Russia faces Western sanctions if it invades Ukraine.
AP file photo
Britain and other NATO allies must be careful not to give Russia justification to invade Ukraine, Prime Minister Boris Johnson said on Tuesday, adding that no NATO allies were willing to send large numbers of troops to fight in Ukraine itself.
“We have to beware of doing things ... that would constitute a pretext for (Russian President Vladimir) Putin to invade,” Johnson said.
“We have to calculate and calibrate what we do very carefully and I think building a strong package of economic sanctions, continuing to supply defensive weaponry, and all the other things that we’re doing - that’s the right package.”
Russia faces Western sanctions “heavier than anything” seen before if it invades Ukraine, British Prime Minister Boris Johnson said on Tuesday after allied leaders held crisis talks on Moscow’s threats.
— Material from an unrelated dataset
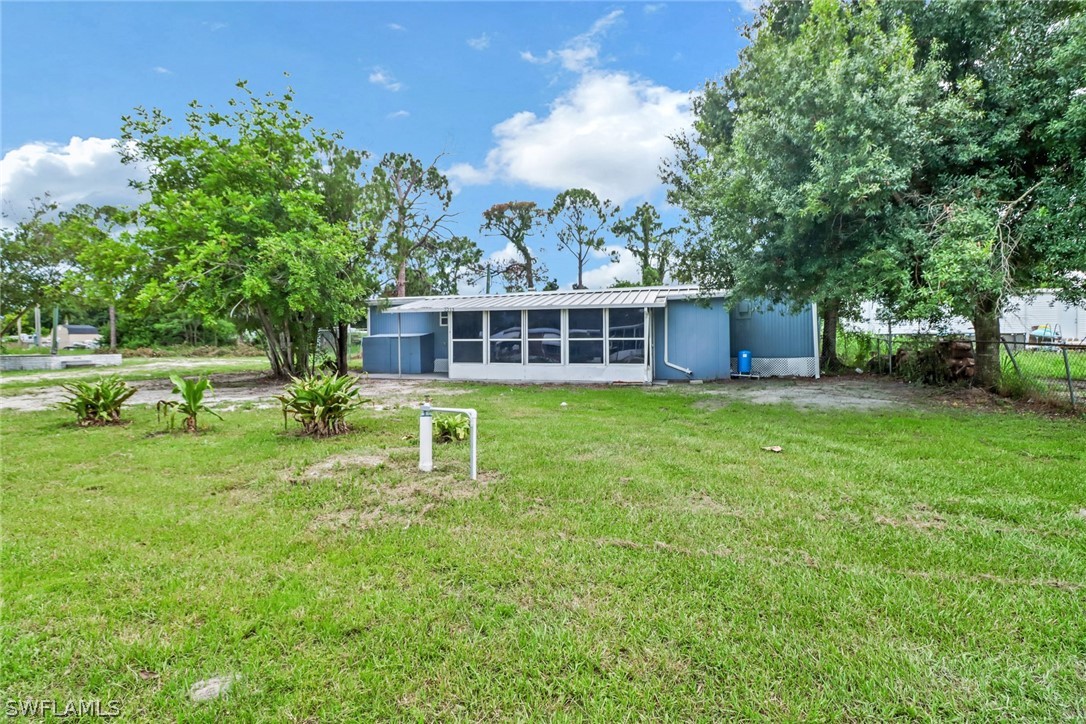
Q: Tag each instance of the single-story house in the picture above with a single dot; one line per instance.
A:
(70, 335)
(640, 334)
Johnson again warned Russian President Vladimir Putin of the likely devastation from any incursion by his forces, as he updated parliament following the call late Monday with the US and European allies.
“We agreed that we would respond to any Russian attack on Ukraine in unison by imposing coordinated and severe economic sanctions, heavier than anything we’ve done before against Russia,” he said.
Asked if Moscow could be frozen out of the global Swift system for financial payments, Johnson said: “There is no doubt that that would be a very potent weapon.”
He noted that such a step would have to be handled by the United States, as the centre of the global financial system, adding: “We’re in discussions about that.”
Ukrainians would be “dogged and tenacious” in resisting any Russian incursion, Johnson said, after authorising the deployment of some 2,000 British anti-tank weapons to Kyiv along with military trainers.
The ensuing bloodshed would be “comparable to the first war in Chechnya, or Bosnia, or any other conflict that Europe has endured since 1945”, the prime minister said.
“We cannot bargain away the vision of a Europe whole and free” that arose after the end of the Cold War in 1989, “because Russia has placed a gun to Ukraine’s head”, he added.
But Johnson said sending NATO combat troops to Ukraine, which is not part of the military alliance, was “not a likely prospect in the near term”.